Different people will take this different ways, but Jeffrey Goldberg tells us that six members of the Walton family (the original owners of WalMart) have more wealth than the bottom 30 % of Americans. Here's where he says it:
And given that he quotes us here at Forbes on the point, he's almost certainly right.
The question is, what are we to make of this point? I think we all know what Mr. Goldberg wants us to make of it, it's a telling indictment of American wealth inequality, the world's going to the dogs and something must be done about rising inequality.
The Waltons are now collectively worth about $93 billion, according to Forbes.
Well, yes, but. Total US household wealth is in the $50 trillion (yes, trillion) to $70 trillion range. The range is depending on whether you want to take before the housing crash or in the middle of it. So the statement is that these Waltons have, between the family, 0.13% of US wealth. Which, for the people who inherited the world's largest (well, certainly the country's) and most successful retailer doesn't sound like a particularly terrible concentration of wealth. It's certainly less than John D Rockefeller had all by his lonesome when he was in his pomp.
This sounds outrageous, until you stop for a second and take note of the fact that Jeffrey Goldberg, individually, has a net worth greater than the bottom 25% of all Americans.
In fact, given that I have equity in my home and no other debt than mortgage, I have, as is highly likely do all readers of these pages, more wealth than the bottom 25% of Americans added together. For as Felix points us to:
In 2009, roughly 1 in 4 (24.8%) of American households had zero or negative net worth, up from 18.6% in 2007, and 37.1% of households had net worth of less than $12,000, up from 30.0% in 2007.
Wealth is always more unequally distributed than income. By the way, it isn't even true that all of those households with zero or negative wealth are what we would call poor either. It's entirely possible to have no net assets while having a good income, even a high income. All you need to have is debts higher than your assets: something that will almost certainly be true of anyone with student debt and fresh out of college for example. Fresh out of grad school you might well have $100,000, $200,000 of debt, hey, possibly even from medical school you might be carrying $500,000. None of us are actually going to weep all that hard for you though, not you with that associates job at a Wall Street law firm on $100,000 or more, not a newly qualified doctor on hundreds of thousands a year.
I certainly don't mean that all those with negative net household value are in that situation: there are an awful lot of people who are "properly" poor in the way that we all usually understand it.

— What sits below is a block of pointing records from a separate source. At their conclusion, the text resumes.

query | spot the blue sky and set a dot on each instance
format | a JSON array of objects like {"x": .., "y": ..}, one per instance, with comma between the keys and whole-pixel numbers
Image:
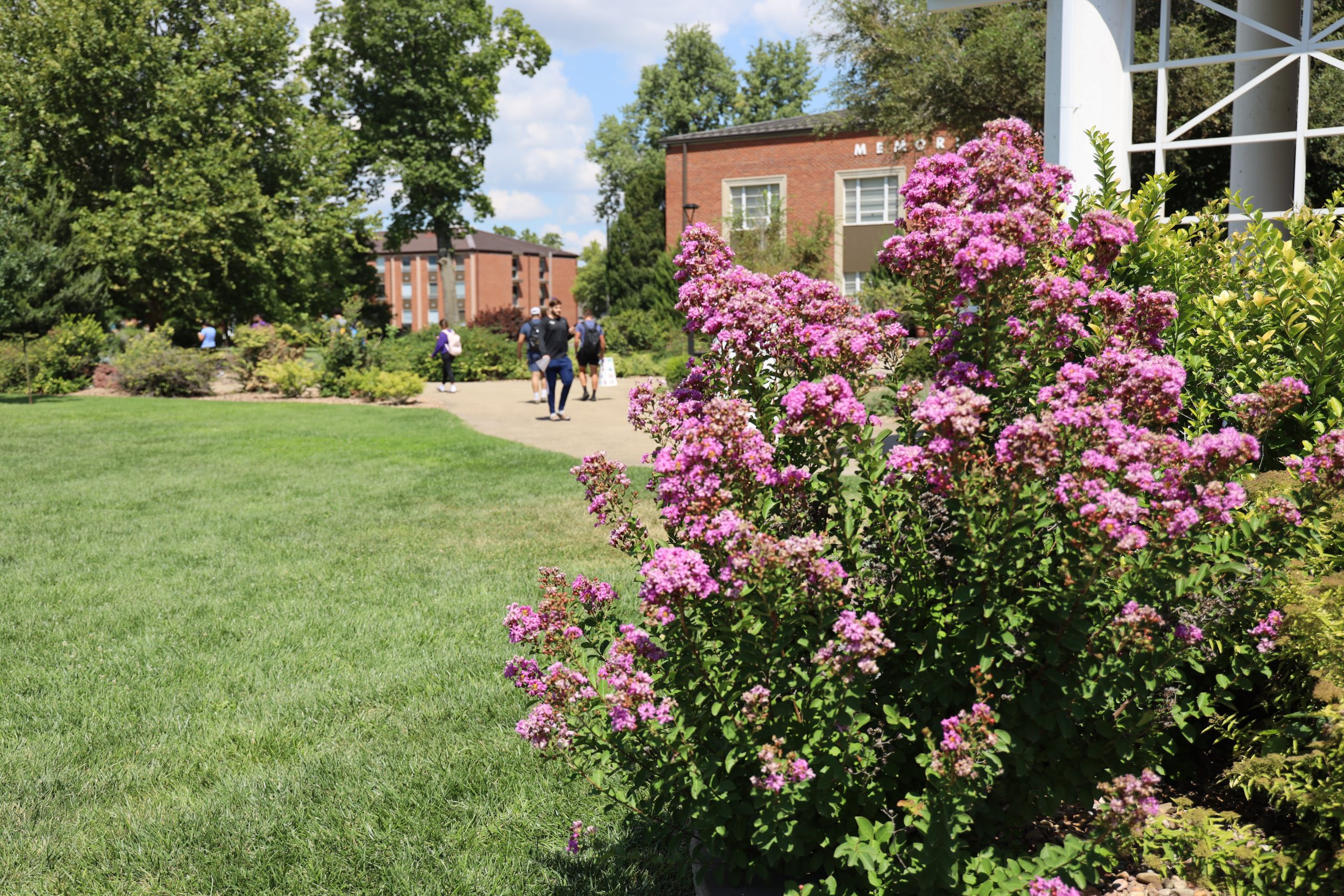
[{"x": 536, "y": 171}]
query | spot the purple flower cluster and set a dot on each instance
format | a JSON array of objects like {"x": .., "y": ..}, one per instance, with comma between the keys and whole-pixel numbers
[
  {"x": 1128, "y": 803},
  {"x": 545, "y": 729},
  {"x": 978, "y": 212},
  {"x": 1268, "y": 630},
  {"x": 859, "y": 645},
  {"x": 790, "y": 318},
  {"x": 631, "y": 699},
  {"x": 611, "y": 498},
  {"x": 716, "y": 457},
  {"x": 780, "y": 769},
  {"x": 1136, "y": 625},
  {"x": 1189, "y": 635},
  {"x": 671, "y": 577},
  {"x": 1052, "y": 887},
  {"x": 756, "y": 704},
  {"x": 1105, "y": 233},
  {"x": 1284, "y": 510},
  {"x": 551, "y": 624},
  {"x": 1258, "y": 412},
  {"x": 965, "y": 736},
  {"x": 1324, "y": 465},
  {"x": 828, "y": 405},
  {"x": 579, "y": 830}
]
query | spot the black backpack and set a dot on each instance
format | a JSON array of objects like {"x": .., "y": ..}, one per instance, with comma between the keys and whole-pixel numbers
[
  {"x": 534, "y": 336},
  {"x": 591, "y": 338}
]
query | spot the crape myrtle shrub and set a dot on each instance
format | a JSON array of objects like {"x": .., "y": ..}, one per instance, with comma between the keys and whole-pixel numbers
[
  {"x": 1254, "y": 305},
  {"x": 870, "y": 667}
]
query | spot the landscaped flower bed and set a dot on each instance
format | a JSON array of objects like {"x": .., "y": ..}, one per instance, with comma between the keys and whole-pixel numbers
[{"x": 874, "y": 668}]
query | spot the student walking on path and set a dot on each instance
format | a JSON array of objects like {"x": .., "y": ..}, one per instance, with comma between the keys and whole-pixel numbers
[
  {"x": 555, "y": 345},
  {"x": 448, "y": 347},
  {"x": 530, "y": 335},
  {"x": 591, "y": 347}
]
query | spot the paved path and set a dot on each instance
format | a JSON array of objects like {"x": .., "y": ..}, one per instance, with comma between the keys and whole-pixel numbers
[{"x": 505, "y": 409}]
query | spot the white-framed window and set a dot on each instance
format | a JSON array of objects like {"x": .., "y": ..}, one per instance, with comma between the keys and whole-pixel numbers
[
  {"x": 854, "y": 281},
  {"x": 872, "y": 201},
  {"x": 753, "y": 205}
]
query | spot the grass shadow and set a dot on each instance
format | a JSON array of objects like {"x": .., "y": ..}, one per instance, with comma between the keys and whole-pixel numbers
[{"x": 644, "y": 860}]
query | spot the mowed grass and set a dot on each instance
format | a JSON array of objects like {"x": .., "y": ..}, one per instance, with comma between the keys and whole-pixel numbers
[{"x": 256, "y": 648}]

But this comparison of wealth desn't show us quite what Mr. Goldberg thinks it does. If you've no debts and have $10 in your pocket you have more wealth than 25% of Americans. More than that 25% of Americans have collectively that is.
That a family who have inherited the majority of one of the leading global retailers have more wealth than the bottom 30% of Americans, when compared with how high up the tree a single ten dollar bill gets you, is pretty much worthy of a heartfelt "Meh".
Update 12/15. A Doctor writes to remind me that fresh out of medical school a doctor does not in fact earn good money. Indeed, the one who wrote to me earns $45,000 a year for after that graduation comes residency. It is only after residency that the money starts to flow. I was sloppy in the above: I knew that residency came first and that it was only after full qualification that high incomes are earned. It wouldn't be unusual for a newly graduated doctor to be carrying $250,000 of debt (from medical school alone) and the interest on this could be another $100,000 through a three year residency (this accumulates but it is possible to defer it, payments do not have to be made during residency). Leading to that $500,000 or so total debt if, as with my correspondent, one was to become a neurosurgeon.
So I was at best sloppy and quite possibly wrong. Although, having looked it up, given that the starting salaries post residency for neurosurgeons seem to be around $400,000 I will admit to not being about to burst into tears over this.
It does raise two interesting points though. The first being that we can almost certainly put every single doctor in residency on our list of people with less than zero wealth. Those education debts are likely to swallow any assets they might have. But we don't normally think of doctors in training as being poor really, one of the points I was making.
The other is that, well, it takes 7 years to get an MD (3 years pre-med at college, four years medical school), then 3 to 7 years residency. So someone might be 32 or so before actually earning the big bucks: and have a perhaps 25 year career after that? How does that change income inequality? When some people only earn for 30 odd years, others for 40 odd?